Find out more information on export documentation.  

Export Documentation

Choose your Method of Shipping and Transport

You can use road, rail, air and sea to transport your goods, or any combination of these, full load (FCL) or groupage (LCL). The most obvious choice in transportation might not always be the best. Take into account your budget, timescales, you product – size, weight, perishability, security, special requirements, dangerous goods etc.

Let’s discuss the options with you and give you an insight into the pros and cons of the different methods. We offer a wide range of expertise and services

• consolidate smaller shipments to save you time and money

  • advice on rules and regulations and help you navigate the complexities of more challenging markets
  • act as an intermediary when you’re transporting to a new market
  • arrange and manage multimodal shipments.

Know your Customs and licenses responsibilities

Your main focus as an exporter is getting your product and services to your customer, so you can get paid and your customer will be satisfied. But you also need to comply with UK export laws and regulations.

In the UK this is fairly straightforward. But depending on what you’re exporting and where it’s going, this could potentially involve complying with some regulations and paperwork.

  • customs duties and reliefs
  • Intrastat declarations
  • export licenses
  • temporary export permits (to a trade fair, for instance)
  • certificates and permissions
  • sanctions

You must comply with any relevant regulations before you ship your goods or deliver any services. You need to be aware of them in the research stage so you can factor resource time and costing into your dealings.

You may need an EORI number to trade goods with countries outside the EU. Not required for private individuals.

Apply for your EORI number

The EORI application form you need to fill in depends on whether you’re:

registered for VAT

You will receive your EORI number by email, usually within 3 working days. Give the EORI number to RJJ and we will use it when we arrange your customs declarations.

Insure your products

We strongly recommend that you insure your products. An “All Risk Marine Cargo Insurance” cover loss or damage to your cargo in transit. The term "All Risks" broadly speaking means any accidental event which is external to the cargo. War and Strikes, Terrorism, General Average contributions and salvage cover, subject to terms.

This isn’t because we’re accident prone. We are not!

We will work hard to get your products from A to B as quickly and safely as possible, but shipping is just like every other business.

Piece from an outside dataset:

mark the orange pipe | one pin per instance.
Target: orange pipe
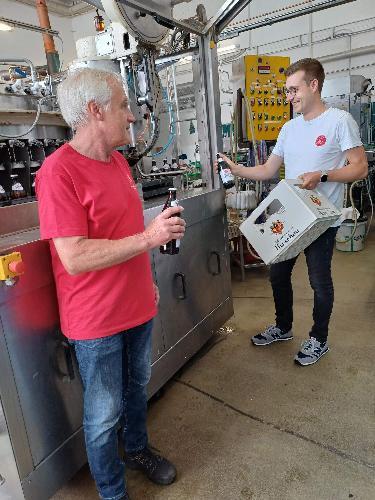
(42, 10)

No matter how hard you try to make sure every-thing goes right, something will occasionally go wrong. Accidents, bankruptcies, strikes and extreme weather conditions – all can put your products at risk, if only by delaying its arrival.

Over the years, we’ve become expert at responding to the unforeseen, and in the unlikely event of an incident we will be there to help you.

If you need advice on which insurance to buy, we will provide you with detailed quotes tailored to your requirements. We will arrange cover, issue policy documentation and help you if you need to make a claim.

We are registered with the Financial Ombudsman Service (FOS) and bound by their stand-ard terms and provisions, so we’re an organisation you can trust. We also apply the British International Freight Association BIFA’s Code of Practice when we provide you with insurance.